HDLs are used to write executable specifications of some piece of hardware. A
simulation program, designed to implement the underlying semantics of the language
statements, coupled with simulating the progress of time, provides the hardware designer
with the ability to model a piece of hardware before it is created physically. It is this
executability that gives HDLs the illusion of being programming languages. Simulators
capable of supporting discrete-event (digital) and continuous-time (analog) modeling
exist, and HDLs targeted for each are available.
It is certainly possible to represent hardware semantics using traditional
programming languages such as C++, although to function such programs must be
augmented with extensive and unwieldy class libraries. Primarily, however, software
programming languages do not include any capability for explicitly expressing time, and
this is why they do not function as a hardware description language. Before the recent
introduction of SystemVerilog, C++ integration with a logic simulator was one of the few
ways to use OOP in hardware verification. SystemVerilog is the first major HDL to offer
object orientation and garbage collection.
26
Using the proper subset of virtually any (hardware description or software
programming) language, a software program called a synthesizer (or synthesis tool) can
infer hardware logic operations from the language statements and produce an equivalent
netlist of generic hardware primitives to implement the specified behaviour. Synthesizers
generally ignore the expression of any timing constructs in the text. Digital logic
synthesizers, for example, generally use clock edges as the way to time the circuit,
ignoring any timing constructs. The ability to have a synthesizable subset of the language
does not itself make a hardware description language.

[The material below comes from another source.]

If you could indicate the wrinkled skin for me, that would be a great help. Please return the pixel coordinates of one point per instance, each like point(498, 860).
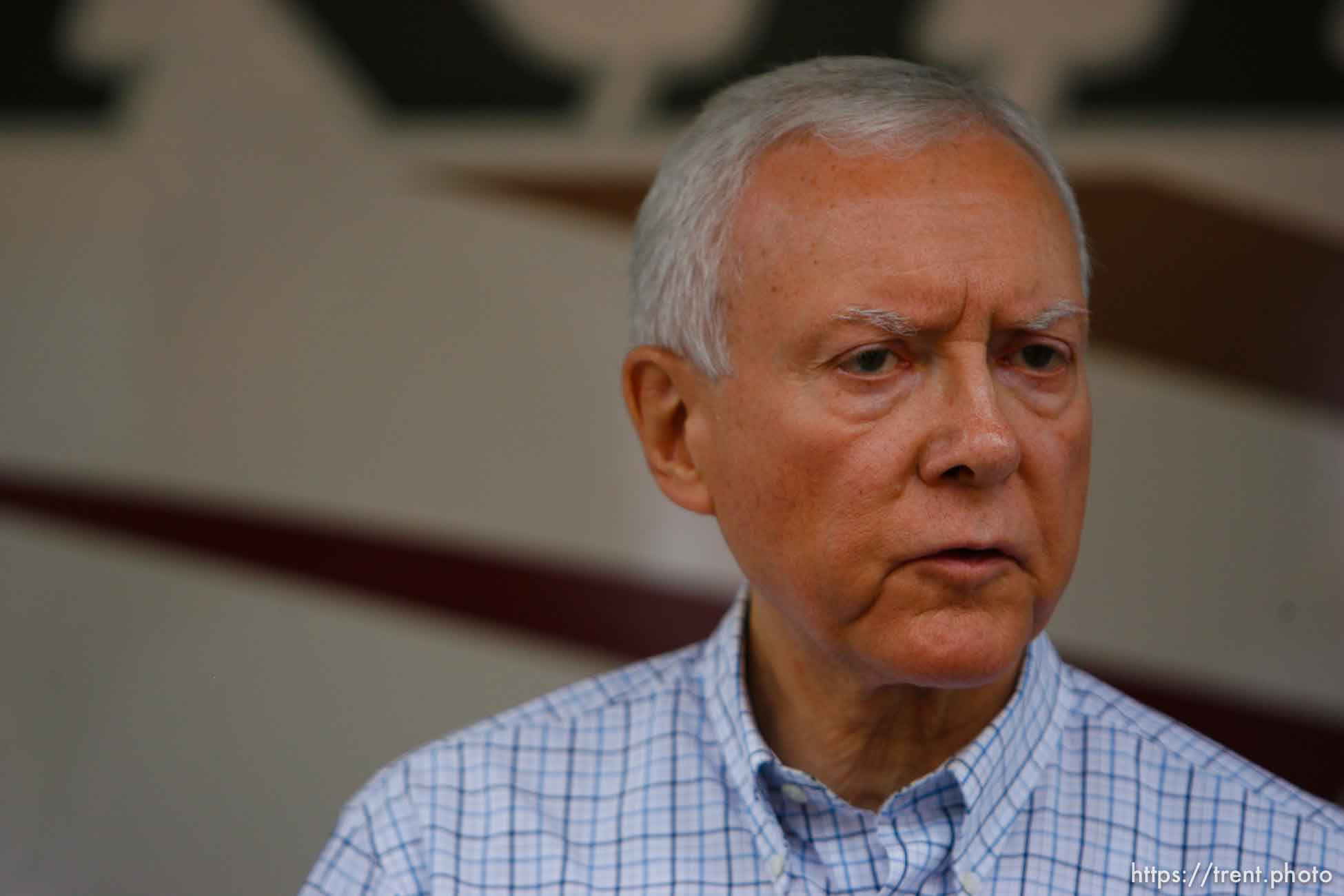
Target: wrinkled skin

For a given algorithm, leveraging the parallelism of custom hardware will
generally outperform software at the cost of a greater development budget. Designing a
system in HDL is generally much harder and more time consuming than writing a
software program to do the same thing. Consequently, there has been much work done on
automatic conversion of C code into HDL, but this has not reached a high level of
commercial success.
4.1 HDL AND PROGRAMMING LANGUAGES
A HDL is analogous to a software programming language, but with major
differences. Programming languages are inherently procedural (single-threaded), with
limited syntactical and semantic support to handle concurrency. HDLs, on the other hand,
can model multiple parallel processes (such as flipflops, adders, etc.) that automatically
execute independently of one another. Any change to the process's input automatically
triggers an update in the simulator's process stack. Both programming languages and
HDLs are processed by a compiler (usually called a synthesizer in the HDL case), but
with different goals. For HDLs, 'compiler' refers to synthesis, a process of transforming
the HDL code listing into a physically realizable gate netlist. The netlist output can take
any of many forms: a "simulation" netlist with gate-delay information, a "handoff" netlist
for post-synthesis place and route, or a generic industry-standard EDIF format (for
subsequent conversion to a JEDEC-format file).
27
On the other hand, a software compiler converts the source-code listing into a
microprocessor-specific object-code, for execution on the target microprocessor. As
HDLs and programming languages borrow concepts and features from each other, the
boundary between them is becoming less distinct. However, pure HDLs are unsuitable
for general purpose software application development, just as general-purpose
programming languages are undesirable for modeling hardware. Yet as electronic
systems grow increasingly complex, and reconfigurable systems become increasingly
mainstream, there is growing desire in the industry for a single language that can perform
some tasks of both hardware design and software programming. SystemC is an example
of such—embedded system hardware can be modeled as non-detailed architectural blocks
(blackboxes with modeled signal inputs and output drivers). The target application is
written in C/C++, and natively compiled for the host-development system (as opposed to
targeting the embedded CPU, which requires host-simulation of the embedded CPU). The
high level of abstraction of SystemC models is well suited to early architecture
exploration, as architectural modifications can be easily evaluated with little concern for
signal-level implementation issues.
In an attempt to reduce the complexity of designing in HDLs, which have been
compared to the equivalent of assembly languages, there are moves to raise the
abstraction level of the design. Companies such as Cadence, Synopsys and Agility
Design Solutions are promoting SystemC as a way to combine high level languages with
concurrency models to allow faster design cycles for FPGAs than is possible using
traditional HDLs. Approaches based on standard C or C++ (with libraries or other
extensions allowing parallel programming) are found in the Catapult C tools from Mentor
Graphics, and in the Impulse C tools from Impulse Accelerated Technologies. Annapolis
Micro Systems, Inc.'s CoreFire Design Suite and National Instruments LabVIEW FPGA
provide a graphical dataflow approach to high-level design entry. Languages such as
SystemVerilog, SystemVHDL, and Handel-C seek to accomplish the same goal, but are
aimed at making existing hardware engineers more productive versus making FPGAs
more accessible to existing software engineers. Thus SystemVerilog is more quickly and
28
widely adopted than SystemC. There is more information on C to HDL and Flow to HDL
in their respective articles.
4.2 LANGUAGES
The two most widely-used and well-supported HDL varieties used in industry are:
VHDL
Verilog
Others include :
Advanced Boolean Expression Language (ABEL)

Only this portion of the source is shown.